Um ano depois dos acontecimentos de 11 de setembro, apareceu o primeiro sinal de vida inteligente em um governo do ocidente desenvolvido.
O primeiro-ministro canadense, Jean Chrétien, atribuiu ontem a culpa pelos atentados contra o World Trade Center aos próprios governos ocidentais. Foi o primeiro importante líder ocidental a reconhecer isso publicamente.
O premiê disse que o modo como o mundo ocidental está lidando com os países subdesenvolvidos só tende a causar um afastamento ainda maior entre países ricos e pobres. O que cria ainda mais ressentimentos do lado dos mais pobres.
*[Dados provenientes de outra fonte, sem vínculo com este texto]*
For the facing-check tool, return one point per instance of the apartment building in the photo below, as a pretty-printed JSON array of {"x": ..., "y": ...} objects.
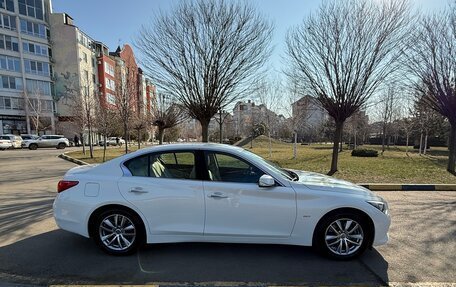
[
  {"x": 26, "y": 98},
  {"x": 75, "y": 69},
  {"x": 106, "y": 76}
]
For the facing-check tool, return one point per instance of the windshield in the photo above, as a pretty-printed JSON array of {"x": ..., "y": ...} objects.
[{"x": 285, "y": 173}]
Há nove anos no poder, Chrétien é da esquerda moderada do Partido Liberal canadense, e costuma adotar uma postura desconfiada em relação aos governos republicanos norte-americanos, tal como o que está aí.
Transcrevo aqui uma de suas declarações: "Não se pode exercer o poder a ponto de humilhar os outros. É isso que o mundo ocidental – não só os norte-americanos, o mundo ocidental – precisa perceber. Há conseqüências em longo prazo se você não prestar atenção à realidade em 10, 20 ou 30 anos".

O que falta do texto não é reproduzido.